Le vol le plus long... est encore un peu plus long qu'avant

Lorsque Singapore Airlines a relancé ses vols ultra long-courrier entre Singapour et New York en 2018, les avions décollaient de l'aéroport de Changi et atterrissaient à l'aéroport de Newark. La ligne a été interrompue entre mars et novembre 2020 en raison de la pandémie, mais à sa reprise, elle a été légèrement allongée, puisque les vols ont désormais pour destination — ou départ — l'aéroport JF Kennedy, situé quelques kilomètres plus loin lorsqu'on arrive de l'ouest.
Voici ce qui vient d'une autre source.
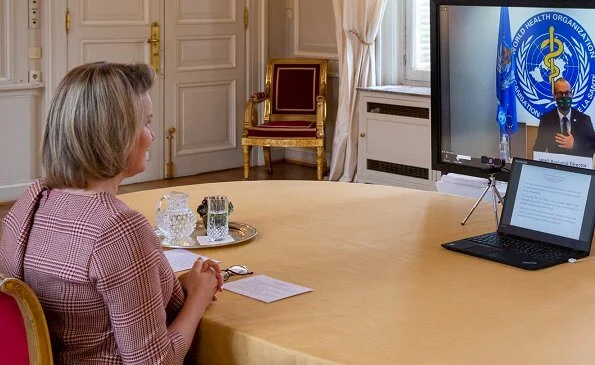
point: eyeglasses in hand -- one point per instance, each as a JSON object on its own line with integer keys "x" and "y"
{"x": 235, "y": 270}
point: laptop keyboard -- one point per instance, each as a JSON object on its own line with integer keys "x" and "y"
{"x": 523, "y": 247}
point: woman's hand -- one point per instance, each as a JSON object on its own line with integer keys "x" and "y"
{"x": 202, "y": 285}
{"x": 212, "y": 265}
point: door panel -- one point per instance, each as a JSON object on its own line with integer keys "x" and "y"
{"x": 117, "y": 31}
{"x": 205, "y": 83}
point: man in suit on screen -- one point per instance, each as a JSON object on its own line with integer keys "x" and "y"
{"x": 564, "y": 129}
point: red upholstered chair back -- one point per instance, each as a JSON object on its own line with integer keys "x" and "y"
{"x": 293, "y": 86}
{"x": 294, "y": 111}
{"x": 24, "y": 337}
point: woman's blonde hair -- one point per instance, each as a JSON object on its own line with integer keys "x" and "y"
{"x": 93, "y": 122}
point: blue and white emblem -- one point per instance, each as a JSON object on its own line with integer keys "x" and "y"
{"x": 548, "y": 46}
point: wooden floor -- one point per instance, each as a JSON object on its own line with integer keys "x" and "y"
{"x": 281, "y": 171}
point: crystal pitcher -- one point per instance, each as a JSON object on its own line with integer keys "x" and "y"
{"x": 177, "y": 221}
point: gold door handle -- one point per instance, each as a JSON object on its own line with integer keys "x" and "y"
{"x": 154, "y": 42}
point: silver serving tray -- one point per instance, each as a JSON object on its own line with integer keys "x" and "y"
{"x": 240, "y": 232}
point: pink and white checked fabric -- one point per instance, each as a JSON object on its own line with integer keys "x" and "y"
{"x": 107, "y": 290}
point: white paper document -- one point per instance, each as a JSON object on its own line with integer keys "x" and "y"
{"x": 264, "y": 288}
{"x": 206, "y": 241}
{"x": 181, "y": 260}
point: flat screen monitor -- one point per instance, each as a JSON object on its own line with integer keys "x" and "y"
{"x": 494, "y": 67}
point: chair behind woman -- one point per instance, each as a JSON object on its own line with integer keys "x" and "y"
{"x": 24, "y": 336}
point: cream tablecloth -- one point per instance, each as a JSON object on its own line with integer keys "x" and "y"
{"x": 385, "y": 292}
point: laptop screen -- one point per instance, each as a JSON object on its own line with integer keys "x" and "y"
{"x": 550, "y": 203}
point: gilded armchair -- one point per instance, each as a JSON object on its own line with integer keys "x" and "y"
{"x": 24, "y": 336}
{"x": 294, "y": 111}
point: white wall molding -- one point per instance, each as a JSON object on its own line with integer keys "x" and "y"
{"x": 317, "y": 39}
{"x": 54, "y": 45}
{"x": 7, "y": 51}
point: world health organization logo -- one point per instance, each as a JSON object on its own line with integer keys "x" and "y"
{"x": 548, "y": 46}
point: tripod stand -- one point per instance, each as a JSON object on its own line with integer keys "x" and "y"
{"x": 495, "y": 194}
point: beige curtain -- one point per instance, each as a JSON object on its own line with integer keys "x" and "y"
{"x": 357, "y": 24}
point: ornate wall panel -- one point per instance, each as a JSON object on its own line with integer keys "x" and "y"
{"x": 206, "y": 53}
{"x": 114, "y": 12}
{"x": 120, "y": 50}
{"x": 5, "y": 42}
{"x": 206, "y": 11}
{"x": 314, "y": 29}
{"x": 214, "y": 103}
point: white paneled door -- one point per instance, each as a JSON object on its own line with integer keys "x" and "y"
{"x": 205, "y": 83}
{"x": 200, "y": 89}
{"x": 118, "y": 30}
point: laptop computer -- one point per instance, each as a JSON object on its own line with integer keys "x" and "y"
{"x": 547, "y": 219}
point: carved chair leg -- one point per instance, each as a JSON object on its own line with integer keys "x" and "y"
{"x": 267, "y": 159}
{"x": 320, "y": 162}
{"x": 247, "y": 150}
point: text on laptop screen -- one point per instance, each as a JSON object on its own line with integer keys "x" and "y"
{"x": 551, "y": 201}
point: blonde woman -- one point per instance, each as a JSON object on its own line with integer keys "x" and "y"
{"x": 107, "y": 290}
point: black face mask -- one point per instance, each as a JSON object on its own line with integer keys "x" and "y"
{"x": 564, "y": 102}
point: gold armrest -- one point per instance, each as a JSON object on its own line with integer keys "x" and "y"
{"x": 250, "y": 111}
{"x": 320, "y": 115}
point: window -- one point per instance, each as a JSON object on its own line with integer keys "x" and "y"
{"x": 418, "y": 39}
{"x": 403, "y": 44}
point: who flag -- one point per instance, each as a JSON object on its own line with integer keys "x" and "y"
{"x": 505, "y": 77}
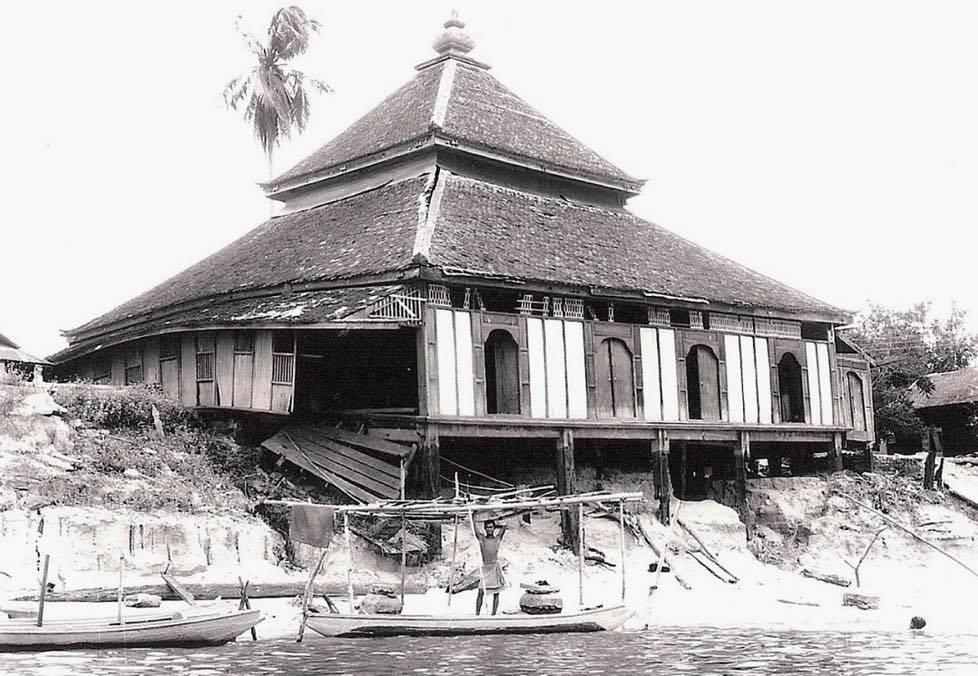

Il compte trois itinéraires différents

Pour relier Singapour à New York ou New York à Singapour, vous ne traverserez pas forcément la planète de la même manière. Le vol peut en effet prendre trois routes différentes, une décision dictée par la météo, la période de l'année et le sens des vents, ce qui influera donc sur la durée du vol. La route polaire, la plus directe et la plus rapide, n'est opérable que de mai à août. Le reste de l'année, les vols passent par la route Pacifique Nord dans les deux sens, ou traversent l'Atlantique, uniquement dans le sens New York-Singapour.

Comment stocker plus de carburant pour aller plus loin

Comment traverser la moitié de la planète sans se poser pour se ravitailler en carburant, tout en transportant des passagers et du fret, sur une ligne qui doit être rentable ? Cette équation a fait plancher les ingénieurs d'Airbus, qui ont dû trouver des solutions pour emporter plus de kérosène sans modification majeure de l'avion (ajouter un réservoir supplémentaire n'était pas une option satisfaisante). C'est ainsi qu'ils ont eu l'idée de surélever la pompe à carburant… tout simplement pour pouvoir le remplir davantage. De quoi emporter 24 000 litres de carburant supplémentaire, soit près de 165 000 litres au total — qui ne sont jamais entièrement consommées. C'est beaucoup moins que pour l'A340 qui faisait précédemment la liaison : en 2004, il emportait 222 tonnes de kérosène.

Moins de sièges pour plus de confort

Étant donnée la longueur du vol, Singapore Airlines et Airbus ont dû plancher sur un aménagement cabine garantissant un confort amélioré, afin de rendre moins pénibles ces 18 heures (et plus) de vol. Le plafond a été surélevé et les hublots agrandis, l'éclairage spécialement conçu pour "réduire les effets du décalage horaire" et la qualité de l'air améliorée.

Un gros effort a également été fait sur les sièges. D'ailleurs, l'avion ne comprend que les classes Business et Premium Economy. L'expérience passée de la compagnie sur ce vol a confirmé que la demande "était davantage centrée sur ces deux catégories et non la classe éco, d'où la décision d'une configuration bi-classe", explique-t-on chez Singapore Airlines. Là où un A350 "classique" est réparti en trois classes et 253 sièges, la version ULR ne comprend que 161 places, 67 en Business, 94 en Premium Economy. Une manière également d'alléger le poids total.

Si vous n'avez pas les moyens de débourser 5 600 € pour un siège en Business (en moyenne), mais que vous n'avez pas envie de vous retrouver dans la rangée du milieu et qu'il vous reste un peu de budget, vous aurez la possibilité de payer un supplément en Premium Economy (où les billets sont en moyenne vendus à 1 200€). Celui-ci vous permettra de bénéficier d'un des six sièges à l'arrière de l'appareil (rangées 40 à 42), sans voisin et avec compartiment bagage cabine individuel.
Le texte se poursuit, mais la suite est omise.